OCR (Optical Character Recognition) is a tool used to code huge volumes of legal documents. Whenever we scan any document it is always saved only as an image file and so we cannot edit it. But with OCR it becomes possible to scan a printed document and directly transfer it into word-processing software like MS Word and then edit it. An OCR software application can actually read the black and white pixels on an image and can recognize the correct alpha character or numeric number, and the technique is very useful while coding legal documents.

OCR is thus the mechanical or electronic translation of images of printed text (usually captured by a scanner) into machine-editable text. OCR is a modern technology and it also includes digital image processing. ICR (Intelligent Character Recognition) is a more recent development and converts handwritten text and numbers into machine readable strings and documents. Thus even hand filled applications etc. can now be recognized by machines.

Legal coding is a process wherein cataloging or indexing of documents is done so that it will be easily retrieved, sorted, reviewed, etc. Locating of any specific fact while doing legal research for litigation can be done just within a few seconds even from huge volumes of documents when there is an expertly coded litigation database. This is where the OCR software helps as it can help create a systematic database quickly. In the early days OCR technology could not recognize all the different fonts but now these "Intelligent" systems can read with a high degree of recognition accuracy for most fonts. Some OCR systems are even capable of reproducing formatted output that comes very close to the original scanned page and that can include images, or any other non-textual components.

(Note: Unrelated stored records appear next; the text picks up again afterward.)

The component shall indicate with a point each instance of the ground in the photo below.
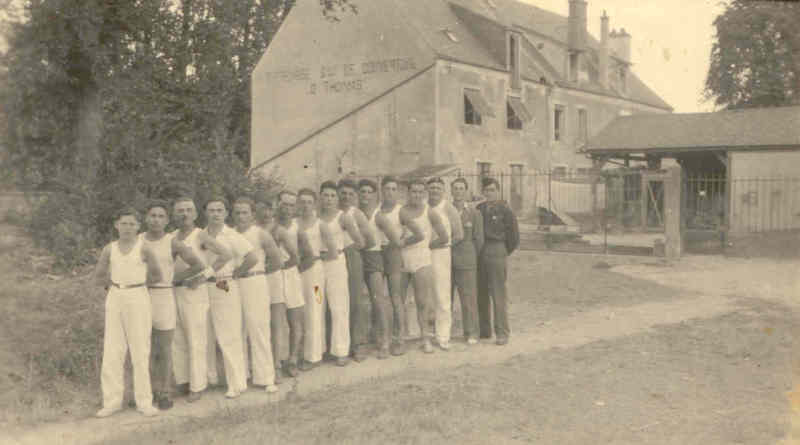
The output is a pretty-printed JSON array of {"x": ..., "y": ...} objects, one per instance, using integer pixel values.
[{"x": 605, "y": 349}]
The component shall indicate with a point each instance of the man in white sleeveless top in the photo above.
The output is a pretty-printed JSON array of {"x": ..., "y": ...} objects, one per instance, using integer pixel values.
[
  {"x": 421, "y": 224},
  {"x": 336, "y": 276},
  {"x": 125, "y": 268},
  {"x": 442, "y": 261},
  {"x": 373, "y": 267},
  {"x": 225, "y": 299},
  {"x": 360, "y": 303},
  {"x": 254, "y": 291},
  {"x": 312, "y": 273},
  {"x": 388, "y": 222},
  {"x": 167, "y": 248},
  {"x": 288, "y": 301},
  {"x": 190, "y": 344}
]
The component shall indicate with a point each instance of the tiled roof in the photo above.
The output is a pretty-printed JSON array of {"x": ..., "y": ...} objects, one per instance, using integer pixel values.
[
  {"x": 745, "y": 128},
  {"x": 481, "y": 33}
]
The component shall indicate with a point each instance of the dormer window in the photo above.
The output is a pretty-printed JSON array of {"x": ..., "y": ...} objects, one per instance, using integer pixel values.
[
  {"x": 513, "y": 59},
  {"x": 450, "y": 35}
]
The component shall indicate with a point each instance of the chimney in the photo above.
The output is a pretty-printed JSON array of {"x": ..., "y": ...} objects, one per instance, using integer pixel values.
[
  {"x": 576, "y": 36},
  {"x": 603, "y": 65},
  {"x": 620, "y": 45}
]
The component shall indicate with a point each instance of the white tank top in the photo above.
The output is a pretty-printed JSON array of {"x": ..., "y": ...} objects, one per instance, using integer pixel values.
[
  {"x": 192, "y": 241},
  {"x": 346, "y": 240},
  {"x": 424, "y": 222},
  {"x": 162, "y": 250},
  {"x": 252, "y": 235},
  {"x": 439, "y": 209},
  {"x": 314, "y": 238},
  {"x": 393, "y": 218},
  {"x": 373, "y": 228},
  {"x": 128, "y": 269},
  {"x": 292, "y": 232},
  {"x": 336, "y": 230}
]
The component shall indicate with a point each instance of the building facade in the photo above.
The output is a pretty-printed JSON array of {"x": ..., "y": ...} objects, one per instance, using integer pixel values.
[{"x": 487, "y": 85}]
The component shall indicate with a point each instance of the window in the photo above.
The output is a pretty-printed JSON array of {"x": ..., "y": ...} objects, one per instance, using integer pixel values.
[
  {"x": 559, "y": 130},
  {"x": 475, "y": 107},
  {"x": 516, "y": 113},
  {"x": 513, "y": 121},
  {"x": 513, "y": 60},
  {"x": 484, "y": 171},
  {"x": 573, "y": 67},
  {"x": 471, "y": 114},
  {"x": 583, "y": 125}
]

Some of the other methods of legal coding, besides data capturing using OCR are bibliographic coding, in-text coding, objective and subjective coding. Objective coding is creating an index of objective summary data from a document, and includes information like title, dates, author, recipient etc. Subjective coding is the more reliable method to determine the importance of the legal documents as the indexing of documents is done around subjective data and the work is done by someone who is familiar with the topic.